Reports
AuM Slips Slightly At GAM Holdings

GAM Holdings, the Zurich-listed firm catering to clients such as high net worth individuals, said assets under management in its investment arm slipped a touch to SFr69.6 billion ($79 billion).
GAM Holdings,
the Zurich-listed firm catering to clients such as high net worth
individuals, reported today that assets under management in its
investment arm slipped a touch to SFr69.6 billion ($79 billion)

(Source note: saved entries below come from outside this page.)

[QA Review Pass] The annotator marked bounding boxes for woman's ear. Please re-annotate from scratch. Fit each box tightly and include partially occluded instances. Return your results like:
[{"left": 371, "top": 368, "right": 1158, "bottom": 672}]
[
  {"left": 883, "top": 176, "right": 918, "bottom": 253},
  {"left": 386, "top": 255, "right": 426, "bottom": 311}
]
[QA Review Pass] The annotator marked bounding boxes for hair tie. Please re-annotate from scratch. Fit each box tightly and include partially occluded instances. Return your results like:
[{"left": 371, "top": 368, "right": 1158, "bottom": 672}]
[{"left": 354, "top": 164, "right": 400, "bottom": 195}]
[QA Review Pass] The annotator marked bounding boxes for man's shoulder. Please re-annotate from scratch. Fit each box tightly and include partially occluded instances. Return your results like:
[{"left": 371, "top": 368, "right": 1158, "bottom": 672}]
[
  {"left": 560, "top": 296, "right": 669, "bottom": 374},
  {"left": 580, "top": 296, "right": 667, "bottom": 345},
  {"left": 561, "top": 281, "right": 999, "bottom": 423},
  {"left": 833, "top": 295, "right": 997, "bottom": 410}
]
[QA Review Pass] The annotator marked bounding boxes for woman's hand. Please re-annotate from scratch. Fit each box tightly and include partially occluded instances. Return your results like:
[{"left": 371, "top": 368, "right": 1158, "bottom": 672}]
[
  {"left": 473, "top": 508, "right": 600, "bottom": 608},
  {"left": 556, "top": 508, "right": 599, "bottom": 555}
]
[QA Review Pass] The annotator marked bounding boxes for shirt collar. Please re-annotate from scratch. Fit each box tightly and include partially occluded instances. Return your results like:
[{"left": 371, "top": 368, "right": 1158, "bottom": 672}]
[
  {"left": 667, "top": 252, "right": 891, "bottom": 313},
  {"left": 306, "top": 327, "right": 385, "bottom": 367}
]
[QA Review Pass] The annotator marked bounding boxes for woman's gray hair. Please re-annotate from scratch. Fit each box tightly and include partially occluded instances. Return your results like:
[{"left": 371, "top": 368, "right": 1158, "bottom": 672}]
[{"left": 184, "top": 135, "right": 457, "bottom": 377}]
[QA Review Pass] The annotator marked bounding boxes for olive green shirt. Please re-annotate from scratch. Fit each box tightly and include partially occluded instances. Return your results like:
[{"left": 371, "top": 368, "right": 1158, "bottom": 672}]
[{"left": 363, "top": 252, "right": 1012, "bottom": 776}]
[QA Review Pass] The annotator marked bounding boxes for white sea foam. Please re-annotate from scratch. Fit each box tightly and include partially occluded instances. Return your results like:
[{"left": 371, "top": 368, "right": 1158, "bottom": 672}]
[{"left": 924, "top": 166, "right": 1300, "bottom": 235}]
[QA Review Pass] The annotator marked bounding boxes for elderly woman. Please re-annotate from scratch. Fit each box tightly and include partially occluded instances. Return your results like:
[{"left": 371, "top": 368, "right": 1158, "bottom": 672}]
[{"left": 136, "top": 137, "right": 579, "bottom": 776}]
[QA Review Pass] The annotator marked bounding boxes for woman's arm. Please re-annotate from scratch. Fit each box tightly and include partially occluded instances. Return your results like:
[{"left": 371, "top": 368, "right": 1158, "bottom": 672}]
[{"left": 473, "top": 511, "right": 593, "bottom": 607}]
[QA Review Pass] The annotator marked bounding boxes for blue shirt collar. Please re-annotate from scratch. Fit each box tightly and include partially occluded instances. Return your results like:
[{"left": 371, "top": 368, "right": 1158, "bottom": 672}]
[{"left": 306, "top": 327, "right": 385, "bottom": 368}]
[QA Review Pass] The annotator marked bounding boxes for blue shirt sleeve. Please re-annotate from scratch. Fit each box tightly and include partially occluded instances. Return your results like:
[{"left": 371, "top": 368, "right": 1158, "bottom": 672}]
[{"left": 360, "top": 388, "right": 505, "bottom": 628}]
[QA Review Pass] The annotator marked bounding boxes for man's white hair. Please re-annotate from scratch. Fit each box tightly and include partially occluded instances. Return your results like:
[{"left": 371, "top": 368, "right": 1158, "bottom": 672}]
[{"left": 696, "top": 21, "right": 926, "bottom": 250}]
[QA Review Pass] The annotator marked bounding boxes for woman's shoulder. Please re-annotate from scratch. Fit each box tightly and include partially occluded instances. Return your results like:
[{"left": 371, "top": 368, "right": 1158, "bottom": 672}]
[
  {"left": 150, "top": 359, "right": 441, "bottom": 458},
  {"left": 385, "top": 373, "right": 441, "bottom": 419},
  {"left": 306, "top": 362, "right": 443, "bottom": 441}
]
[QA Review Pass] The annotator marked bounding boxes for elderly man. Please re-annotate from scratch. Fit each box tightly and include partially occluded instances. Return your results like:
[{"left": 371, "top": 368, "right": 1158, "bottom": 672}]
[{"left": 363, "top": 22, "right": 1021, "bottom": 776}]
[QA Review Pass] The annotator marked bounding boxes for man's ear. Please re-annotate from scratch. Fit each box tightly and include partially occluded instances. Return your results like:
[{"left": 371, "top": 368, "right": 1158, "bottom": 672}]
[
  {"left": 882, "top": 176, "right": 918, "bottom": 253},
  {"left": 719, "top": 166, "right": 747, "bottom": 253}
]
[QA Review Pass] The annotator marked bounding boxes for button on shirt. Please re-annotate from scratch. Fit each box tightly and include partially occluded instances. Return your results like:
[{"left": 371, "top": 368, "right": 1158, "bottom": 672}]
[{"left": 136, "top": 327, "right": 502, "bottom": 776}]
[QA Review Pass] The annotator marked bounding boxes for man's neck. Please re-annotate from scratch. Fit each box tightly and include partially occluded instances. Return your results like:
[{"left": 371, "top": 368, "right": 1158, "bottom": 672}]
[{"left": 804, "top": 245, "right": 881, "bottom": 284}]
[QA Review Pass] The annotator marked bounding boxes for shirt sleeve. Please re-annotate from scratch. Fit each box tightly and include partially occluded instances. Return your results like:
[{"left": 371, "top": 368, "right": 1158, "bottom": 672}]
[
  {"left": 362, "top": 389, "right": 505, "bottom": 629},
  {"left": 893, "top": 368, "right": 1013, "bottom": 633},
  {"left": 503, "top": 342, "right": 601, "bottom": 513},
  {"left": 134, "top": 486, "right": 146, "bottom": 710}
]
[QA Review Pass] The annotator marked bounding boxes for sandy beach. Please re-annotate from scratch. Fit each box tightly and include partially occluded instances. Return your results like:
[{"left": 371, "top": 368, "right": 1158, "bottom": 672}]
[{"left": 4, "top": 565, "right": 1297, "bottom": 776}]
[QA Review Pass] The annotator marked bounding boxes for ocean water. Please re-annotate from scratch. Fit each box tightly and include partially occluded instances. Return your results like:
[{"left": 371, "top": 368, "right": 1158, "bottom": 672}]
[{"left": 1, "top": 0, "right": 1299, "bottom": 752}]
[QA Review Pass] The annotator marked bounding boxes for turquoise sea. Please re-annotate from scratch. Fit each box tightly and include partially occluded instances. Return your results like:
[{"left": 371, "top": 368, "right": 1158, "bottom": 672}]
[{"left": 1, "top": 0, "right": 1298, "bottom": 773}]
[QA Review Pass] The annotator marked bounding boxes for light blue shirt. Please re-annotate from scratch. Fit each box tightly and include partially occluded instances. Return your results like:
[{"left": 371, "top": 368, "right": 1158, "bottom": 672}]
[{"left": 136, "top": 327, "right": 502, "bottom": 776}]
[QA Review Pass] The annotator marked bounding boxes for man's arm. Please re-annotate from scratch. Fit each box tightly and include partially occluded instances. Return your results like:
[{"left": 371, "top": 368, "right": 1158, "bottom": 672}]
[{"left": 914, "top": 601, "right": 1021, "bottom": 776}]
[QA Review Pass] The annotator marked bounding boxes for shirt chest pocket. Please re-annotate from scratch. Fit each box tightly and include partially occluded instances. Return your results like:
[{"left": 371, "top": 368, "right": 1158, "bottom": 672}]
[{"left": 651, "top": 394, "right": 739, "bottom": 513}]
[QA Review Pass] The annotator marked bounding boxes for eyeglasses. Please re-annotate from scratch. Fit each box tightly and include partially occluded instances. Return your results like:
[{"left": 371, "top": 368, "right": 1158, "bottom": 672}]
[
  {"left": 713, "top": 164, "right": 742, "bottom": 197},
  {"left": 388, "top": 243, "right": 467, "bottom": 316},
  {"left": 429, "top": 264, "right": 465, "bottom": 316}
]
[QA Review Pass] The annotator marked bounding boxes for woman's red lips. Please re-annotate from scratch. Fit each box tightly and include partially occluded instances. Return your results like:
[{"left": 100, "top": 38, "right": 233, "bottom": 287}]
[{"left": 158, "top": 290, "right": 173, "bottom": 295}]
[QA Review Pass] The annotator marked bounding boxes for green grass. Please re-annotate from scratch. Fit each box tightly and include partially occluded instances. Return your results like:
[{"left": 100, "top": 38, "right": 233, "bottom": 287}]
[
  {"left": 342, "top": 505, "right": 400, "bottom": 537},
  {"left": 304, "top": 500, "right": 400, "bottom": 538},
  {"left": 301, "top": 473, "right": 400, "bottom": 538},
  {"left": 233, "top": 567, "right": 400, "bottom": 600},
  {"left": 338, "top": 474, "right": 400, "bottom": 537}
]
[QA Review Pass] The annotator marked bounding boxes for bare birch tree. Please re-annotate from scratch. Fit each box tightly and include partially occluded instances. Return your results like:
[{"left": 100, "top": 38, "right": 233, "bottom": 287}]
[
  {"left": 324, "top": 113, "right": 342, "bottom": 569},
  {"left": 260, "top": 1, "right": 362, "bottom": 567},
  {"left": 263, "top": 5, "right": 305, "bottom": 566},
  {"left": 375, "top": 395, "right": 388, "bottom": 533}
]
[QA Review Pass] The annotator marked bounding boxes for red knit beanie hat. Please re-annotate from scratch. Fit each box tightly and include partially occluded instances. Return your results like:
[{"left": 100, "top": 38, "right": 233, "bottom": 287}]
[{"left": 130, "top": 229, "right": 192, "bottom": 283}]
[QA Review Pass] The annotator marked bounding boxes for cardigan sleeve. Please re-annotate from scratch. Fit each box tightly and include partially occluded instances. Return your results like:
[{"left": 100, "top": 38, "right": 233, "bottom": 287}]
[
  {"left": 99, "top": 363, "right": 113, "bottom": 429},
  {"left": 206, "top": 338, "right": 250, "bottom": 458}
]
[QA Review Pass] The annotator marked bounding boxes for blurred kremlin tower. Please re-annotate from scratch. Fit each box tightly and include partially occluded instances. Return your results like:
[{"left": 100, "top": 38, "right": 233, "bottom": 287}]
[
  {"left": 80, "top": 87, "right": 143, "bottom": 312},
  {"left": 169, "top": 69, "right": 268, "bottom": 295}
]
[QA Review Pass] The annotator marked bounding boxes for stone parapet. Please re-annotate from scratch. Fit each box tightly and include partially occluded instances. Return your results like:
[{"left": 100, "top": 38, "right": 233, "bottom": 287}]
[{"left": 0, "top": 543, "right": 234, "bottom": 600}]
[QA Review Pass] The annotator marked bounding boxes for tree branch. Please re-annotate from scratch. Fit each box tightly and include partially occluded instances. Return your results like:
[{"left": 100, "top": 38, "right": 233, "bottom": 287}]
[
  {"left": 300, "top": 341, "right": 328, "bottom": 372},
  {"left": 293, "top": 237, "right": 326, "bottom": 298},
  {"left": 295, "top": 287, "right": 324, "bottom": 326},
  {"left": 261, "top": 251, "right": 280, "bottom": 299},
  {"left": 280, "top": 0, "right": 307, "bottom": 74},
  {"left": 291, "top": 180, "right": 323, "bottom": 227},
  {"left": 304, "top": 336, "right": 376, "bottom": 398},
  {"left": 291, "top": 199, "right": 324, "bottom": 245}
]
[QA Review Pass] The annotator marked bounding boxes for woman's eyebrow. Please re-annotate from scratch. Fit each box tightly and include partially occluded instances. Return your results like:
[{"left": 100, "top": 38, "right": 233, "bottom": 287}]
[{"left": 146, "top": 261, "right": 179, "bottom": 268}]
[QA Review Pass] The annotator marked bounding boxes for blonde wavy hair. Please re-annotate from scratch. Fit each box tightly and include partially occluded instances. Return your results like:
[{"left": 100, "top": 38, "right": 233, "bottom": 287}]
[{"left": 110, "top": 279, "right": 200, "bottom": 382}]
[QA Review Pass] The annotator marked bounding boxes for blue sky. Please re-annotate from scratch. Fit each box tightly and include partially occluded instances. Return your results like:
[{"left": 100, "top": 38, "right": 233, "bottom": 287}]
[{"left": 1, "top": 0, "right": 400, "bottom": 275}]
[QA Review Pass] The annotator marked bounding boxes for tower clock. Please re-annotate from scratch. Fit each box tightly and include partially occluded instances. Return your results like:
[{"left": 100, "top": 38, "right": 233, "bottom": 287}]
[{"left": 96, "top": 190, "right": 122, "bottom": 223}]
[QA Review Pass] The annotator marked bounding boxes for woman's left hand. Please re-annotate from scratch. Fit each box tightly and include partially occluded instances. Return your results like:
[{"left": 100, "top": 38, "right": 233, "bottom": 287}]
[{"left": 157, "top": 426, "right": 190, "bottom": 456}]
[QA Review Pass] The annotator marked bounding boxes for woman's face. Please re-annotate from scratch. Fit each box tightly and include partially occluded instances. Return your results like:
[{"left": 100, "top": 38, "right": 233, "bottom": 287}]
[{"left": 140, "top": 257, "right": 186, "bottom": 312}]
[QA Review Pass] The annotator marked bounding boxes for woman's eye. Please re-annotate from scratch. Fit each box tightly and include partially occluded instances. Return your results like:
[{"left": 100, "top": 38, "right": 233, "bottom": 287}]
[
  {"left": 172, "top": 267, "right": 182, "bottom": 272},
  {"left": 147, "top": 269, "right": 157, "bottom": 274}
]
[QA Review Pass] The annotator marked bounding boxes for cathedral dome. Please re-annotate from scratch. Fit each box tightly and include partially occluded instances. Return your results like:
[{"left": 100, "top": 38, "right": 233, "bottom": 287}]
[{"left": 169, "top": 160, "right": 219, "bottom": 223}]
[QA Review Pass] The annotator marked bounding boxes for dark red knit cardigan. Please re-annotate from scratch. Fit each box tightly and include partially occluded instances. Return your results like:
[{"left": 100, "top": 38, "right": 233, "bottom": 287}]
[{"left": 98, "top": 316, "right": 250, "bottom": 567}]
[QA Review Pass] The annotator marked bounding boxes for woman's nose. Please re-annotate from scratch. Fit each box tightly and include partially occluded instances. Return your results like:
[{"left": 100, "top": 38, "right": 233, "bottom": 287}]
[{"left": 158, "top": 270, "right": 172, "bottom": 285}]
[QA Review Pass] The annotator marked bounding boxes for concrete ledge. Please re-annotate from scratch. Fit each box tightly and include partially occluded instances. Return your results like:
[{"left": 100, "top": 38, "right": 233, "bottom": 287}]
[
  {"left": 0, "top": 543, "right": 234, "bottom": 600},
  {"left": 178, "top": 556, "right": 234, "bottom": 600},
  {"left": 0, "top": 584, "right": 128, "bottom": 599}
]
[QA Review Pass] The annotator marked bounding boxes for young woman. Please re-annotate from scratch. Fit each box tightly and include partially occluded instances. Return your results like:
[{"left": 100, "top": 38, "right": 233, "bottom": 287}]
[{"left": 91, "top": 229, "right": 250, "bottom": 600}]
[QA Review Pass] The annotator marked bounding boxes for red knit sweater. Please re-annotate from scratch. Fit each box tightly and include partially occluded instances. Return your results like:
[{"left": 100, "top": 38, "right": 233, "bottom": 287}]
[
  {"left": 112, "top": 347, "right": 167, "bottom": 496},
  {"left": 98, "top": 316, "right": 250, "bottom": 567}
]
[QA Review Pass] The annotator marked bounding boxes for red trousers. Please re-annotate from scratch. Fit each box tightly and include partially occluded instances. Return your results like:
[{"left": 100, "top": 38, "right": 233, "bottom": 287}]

at the end of March from SFr69.8 billion three months
earlier.
Market performance had a positive effect, largely offsetting the
net new money outflows experienced for the full quarter and the
adverse impact from a strengthening Swiss franc (GAM’s reporting
currency) against the US dollar and the euro, it said in a
statement.
Investment management experienced the tail end of outflows which
began in late 2013, with client flows turning positive in March,
it said.
There were flows out of the firm’s largest flagship absolute
return/unconstrained bond and local emerging debt strategies but
the position stabilised towards the end of the quarter, on the
back of a marked improvement in investment performance in both
strategies.
Low-margin money market funds and the physical gold ETF continued
to experience market-driven net new money outflows across the
reporting period. They were offset by “robust demand” for GAM's
higher-margin equity products.
Private labelling
In GAM’s “Private Labelling” arm - the area providing outsourcing
solutions to third parties and contributing around 6 per cent of
its revenues - ended the quarter with assets under management of
SFr45.7 billion. Assets rose SFr1.1 billion from 31 December
2013, reflecting positive market performance and net new money
inflows. Foreign exchange movements had a small negative impact,
as the majority of assets in this business are denominated in
Swiss francs.
Net inflows were recorded mainly in Luxembourg-domiciled and
offshore funds, while funds domiciled in Switzerland experienced
net outflows. The year started on a positive note, with a number
of product launches by existing partners and a mandate from a
newly acquired Swiss pension fund client.
Tangible equity as at 31 March 2014 was SFr 563.1 million, up
from SFr 551.4 million at year-end 2013. This reflects continued
levels of robust profitability across the group's businesses.